Crawls a website and harvests email addresses. Email addresses are identified from <a href="mailto:...">
tags, or text that matches common email format of user@domain.tld
It will crawl a site by following new internal links in a breadth-first search. Logs each URL it visits in a .log file. URLs that end with a common file extension like .jpg, .mov, .zip, etc are ignored, because they are most likely not text/html content and will not have any mailto: links. Results are saved to a .csv file with the columns:
- Email - The email address found
- Text - The text content of the mailto: link
- Context - The nearest or most likely descriptive text or heading in relation the the email address
- URL - The URL it was extracted from
Usage example: python .\src\emailharvester.py https://example.com/
An existing .log file for a domain will inform the script of pages it has already completely crawled, so you can restart a crawl in progress. To completely restart a crawl, delete or rename the .log and .csv files.
Progress will be printed to the console when a page crawl begins, when an email is found, and a summary table is displayed when a page crawl completes:
Now crawling https://www.example.com/
...
Found new email address: public-outreach@example.com
Found new email address: Manager@example.com
Completed crawling about/economicdevelopment.asp:
146 total links.
0 newly discovered.
104 already crawled.
42 excluded.
1 new emails found.
1 existing emails skipped.
Completed crawling /about/contact:
144 total links.
0 newly discovered.
104 already crawled.
40 excluded.
0 new emails found.
0 existing emails skipped.
...
Done. Visited 134 new URLs and skipped 322 existing.

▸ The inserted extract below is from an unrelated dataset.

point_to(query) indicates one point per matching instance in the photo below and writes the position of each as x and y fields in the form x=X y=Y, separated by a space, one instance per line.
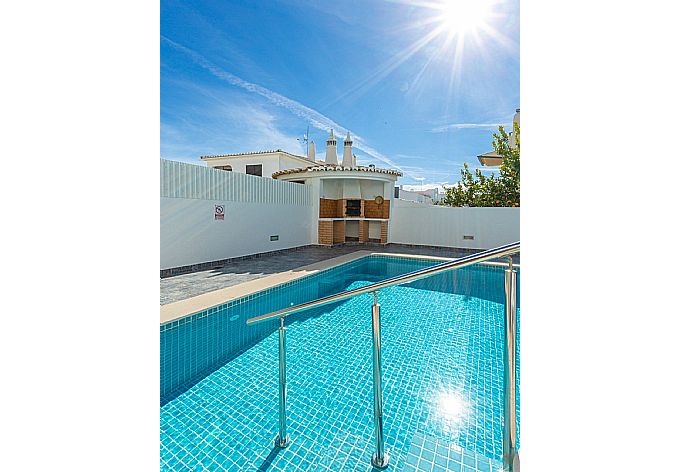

Found 92 total email addresses, 34 new.
Duration: 0 days, 0 hrs, 2 mins and 30 secs
You could run several crawls seqentiually by calling the program with many different urls in a single .bat file, and pipe the Enter key to continue when the script pauses at the end of a run. For example if you use the released .exe, create multisite.bat
with the following contents:
echo/|call emailaddressharvester.exe https://example.com
echo/|call emailaddressharvester.exe https://example2.com
emailaddressharvester.exe https://example3.com
Then double-click it. Results will be saved to separate files per site.